Alert Design
Good alerting is the single biggest quality-of-life lever in an on-call rotation. Bad alerting — noisy, wrong-priority, poorly targeted — is why engineers burn out and leave teams.
The worst alerting setups share the same pathology: hundreds of alerts, most of them firing regularly, most of them irrelevant. Engineers learn to ignore alerts. Then the one alert that matters gets ignored too.
This lesson is about how to design alerts that actually page you when things matter and stay quiet when they don't.
Every page should be actionable, urgent, and real.

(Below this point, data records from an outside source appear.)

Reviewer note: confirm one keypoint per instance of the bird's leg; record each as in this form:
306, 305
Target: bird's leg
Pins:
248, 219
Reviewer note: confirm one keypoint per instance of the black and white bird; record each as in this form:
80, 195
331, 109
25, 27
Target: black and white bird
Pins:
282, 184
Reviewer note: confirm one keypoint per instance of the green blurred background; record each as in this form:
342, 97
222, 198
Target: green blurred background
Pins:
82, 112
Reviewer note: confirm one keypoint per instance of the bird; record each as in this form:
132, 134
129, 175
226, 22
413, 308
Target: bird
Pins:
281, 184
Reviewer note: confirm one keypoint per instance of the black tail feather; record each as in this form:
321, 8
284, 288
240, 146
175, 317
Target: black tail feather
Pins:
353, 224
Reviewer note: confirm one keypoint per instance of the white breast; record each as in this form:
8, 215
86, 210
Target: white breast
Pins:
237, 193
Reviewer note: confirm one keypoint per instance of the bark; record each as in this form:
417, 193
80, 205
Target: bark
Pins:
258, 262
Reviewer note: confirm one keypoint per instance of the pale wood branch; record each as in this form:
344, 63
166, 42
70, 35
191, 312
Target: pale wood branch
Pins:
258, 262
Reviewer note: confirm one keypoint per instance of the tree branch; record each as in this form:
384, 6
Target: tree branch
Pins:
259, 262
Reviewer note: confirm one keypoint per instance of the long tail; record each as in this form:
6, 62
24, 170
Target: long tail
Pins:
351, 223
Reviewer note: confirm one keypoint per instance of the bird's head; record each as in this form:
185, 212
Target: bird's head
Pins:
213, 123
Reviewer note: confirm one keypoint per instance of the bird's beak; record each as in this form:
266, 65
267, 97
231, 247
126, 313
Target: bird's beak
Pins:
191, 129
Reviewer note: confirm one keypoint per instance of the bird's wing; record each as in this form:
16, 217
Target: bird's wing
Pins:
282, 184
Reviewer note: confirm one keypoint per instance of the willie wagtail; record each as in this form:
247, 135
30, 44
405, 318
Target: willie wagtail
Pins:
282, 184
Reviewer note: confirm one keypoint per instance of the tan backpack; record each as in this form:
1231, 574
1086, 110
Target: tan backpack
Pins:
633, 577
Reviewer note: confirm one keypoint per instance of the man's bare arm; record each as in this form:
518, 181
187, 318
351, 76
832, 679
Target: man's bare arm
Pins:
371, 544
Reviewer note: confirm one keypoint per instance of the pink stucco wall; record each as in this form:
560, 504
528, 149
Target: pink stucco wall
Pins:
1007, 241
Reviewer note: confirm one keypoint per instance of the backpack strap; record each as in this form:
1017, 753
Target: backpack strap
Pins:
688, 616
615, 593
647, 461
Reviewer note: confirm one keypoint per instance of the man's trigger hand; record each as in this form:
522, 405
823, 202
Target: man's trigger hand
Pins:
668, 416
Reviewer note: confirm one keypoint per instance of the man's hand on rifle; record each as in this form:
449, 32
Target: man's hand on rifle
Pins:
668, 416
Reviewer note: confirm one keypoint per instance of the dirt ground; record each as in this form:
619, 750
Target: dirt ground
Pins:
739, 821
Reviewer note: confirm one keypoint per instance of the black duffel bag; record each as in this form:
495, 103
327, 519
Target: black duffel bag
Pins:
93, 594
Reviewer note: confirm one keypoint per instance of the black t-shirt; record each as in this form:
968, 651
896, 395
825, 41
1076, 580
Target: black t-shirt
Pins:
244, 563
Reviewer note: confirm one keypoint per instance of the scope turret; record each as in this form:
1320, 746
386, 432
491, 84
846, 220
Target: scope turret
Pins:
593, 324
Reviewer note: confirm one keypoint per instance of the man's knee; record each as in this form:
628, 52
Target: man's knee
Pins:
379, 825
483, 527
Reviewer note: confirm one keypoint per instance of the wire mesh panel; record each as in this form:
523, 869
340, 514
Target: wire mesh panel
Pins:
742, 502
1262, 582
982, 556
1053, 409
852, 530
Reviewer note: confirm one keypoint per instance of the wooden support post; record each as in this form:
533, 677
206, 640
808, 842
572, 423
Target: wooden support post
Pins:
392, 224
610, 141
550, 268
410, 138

If any of those three is missing, the alert is either misconfigured or should not exist as a page. The right page count per week per service is small — single digits.
The only good reason to page someone
An alert should page a human being if and only if:
- Something is happening now that affects users.
- A human is required to fix it (not a retry, not autoscaling, not a self-healing mechanism).
- It is urgent — waiting until morning would materially worsen the outcome.
If any of these is missing, you have either a ticket (urgent but not page-worthy) or a noise problem.
The page-worthy failure modes
- Service is down or severely degraded (SLO burning fast).
- Data is being lost or corrupted.
- A security incident is in progress.
- A dependency has failed in a way the service cannot auto-recover from.
That is approximately the whole list.
Alert on symptoms, not causes
The most important rule in alerting:
Alert on what the user sees, not on what is happening inside your system. User-visible errors. User-visible latency. Data that should be current but isn't. Alerts on internal causes (CPU, memory, queue depth) generate noise because they fire even when the system is handling the issue.
The failure mode of cause-based alerts
- CPU hits 95%. You page the on-call.
- On-call wakes up. Looks at the dashboard. Service is serving traffic fine. Latency is normal. Error rate is zero.
- On-call goes back to sleep, annoyed.
- The alert is tuned up (threshold 98%, or 5-minute window). Then it fires again, or misses the time it mattered.
CPU being high is a cause. Sometimes it leads to a user-visible problem and sometimes it does not. Paging on it means you page whenever the cause could, theoretically, be relevant.
Symptom-based alerts
- Error rate for the service > 1% for 5+ minutes → user requests are failing → page.
- p99 latency > 1s for 10+ minutes → users are seeing slow responses → page.
- Pipeline lag > 30 minutes → freshness SLO violated → page.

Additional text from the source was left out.